Access to viral hepatitis diagnosis and treatment is still limited: WHO

In Africa, less than eight countries provide subsidised testing and treatment for viral hepatitis

 
By DTE Staff
Published: Tuesday 25 May 2021
Access to viral hepatitis diagnosis and treatment is still limited: WHO
Photo: Marco Verch / Flickr Photo: Marco Verch / Flickr

Hepatitis B and C cause 1.1 million deaths and 3 million new infections every year, respectively, according to the World Health Organization (WHO). But diagnosis and treatment remain low.

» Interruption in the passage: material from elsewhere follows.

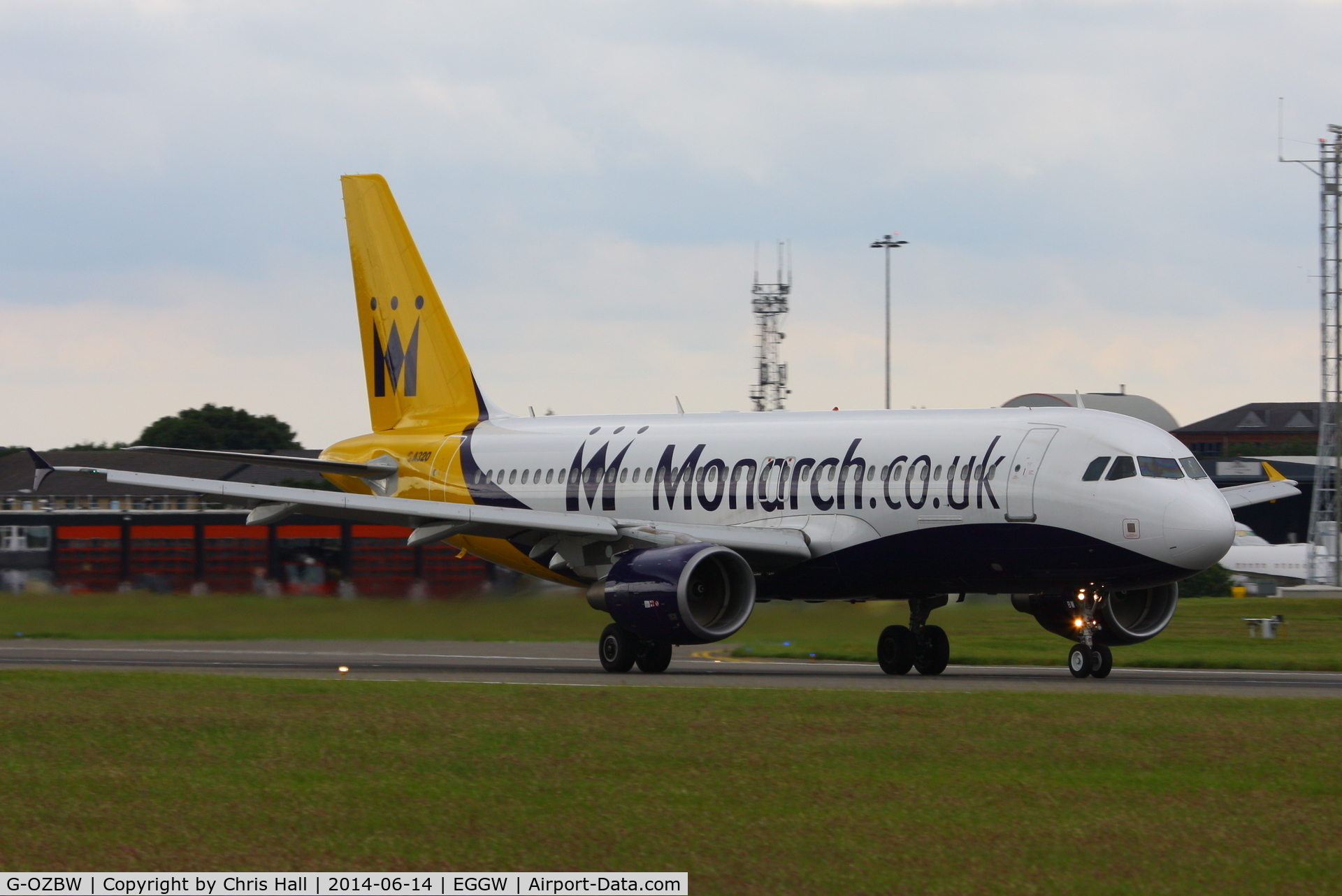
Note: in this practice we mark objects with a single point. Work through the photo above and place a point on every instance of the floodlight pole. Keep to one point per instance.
(1325, 535)
(888, 243)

Only 10 per cent people with chronic hepatitis B infection are diagnosed and 22 per cent receive treatment. For hepatitis C infection, 21 per cent are diagnosed and 62 per cent receive treatment.

Viral hepatitis affects the poor and displaced people disproportionately, the WHO report published on May 20, 2021 said. “Injecting drug use is a major contributor to the number of people newly infected with hepatitis C globally.”

Global targets aim to reduce new hepatitis B and C infections by 30 per cent through 2020 and 90 per cent through 2030. Around 1.5 million people were newly infected with chronic hepatitis B and 1.5 million with chronic hepatitis C, according to new estimates for 2019.

New chronic infections from hepatitis B have declined due to increasing coverage of the highly effective hepatitis B vaccine among infants, the report mentioned. “Globally, 85 per cent of all infants had received the recommended three doses of the hepatitis B vaccine in 2019, up from 30 per cent in 2000.”

The vaccination coverage has achieved the global health sector target to reduce hepatitis B surface antigen prevalence to less than 1 per cent among children younger than five years by 2020, WHO said. But still major gaps remain in regions such as sub-Saharan Africa and southeast Asia, it highlighted.

WHO said in the report:

The 10-fold scale up of hepatitis C treatment has led to a stabilisation of mortality for the first time, although the annual number of people acquiring hepatitis C infection (1.5 million) and dying from this (290,000)remain unacceptably high.

In Africa, access to viral hepatitis diagnosis and treatment is still limited, including among populations most severely affected. Hepatitis reporting has improved significantly in the continent but major gaps remain, the report mentioned.

The gaps are most acute for key populations such as men who have sex with men, people who inject drugs, sex workers, transgender people and people in prisons, the health agency highlighted.

There are major gaps in hepatitis testing and treatment with less than eight countries providing subsidised testing and treatment for viral hepatitis, according to the report. “Uganda has started free nationwide hepatitis B treatment, and Rwanda is providing free treatment for both hepatitis B and C.”

WHO suggested the following steps to address the gaps by 2030:

  • Develop guidance on differentiated human resources support for hepatitis services
  • Initiate forecasting for hepatitis C commodities in the 2021 forecasting meeting for drug and diagnostics stakeholders

In Egypt, universal access to treatment has resulted in declining mortality and incidence, said the report.  The country has initiated support for planning towards eliminating viral hepatitis in sub-Saharan African countries, it added.

In Africa, 28 countries had national hepatitis strategic plans in 2018, WHO said.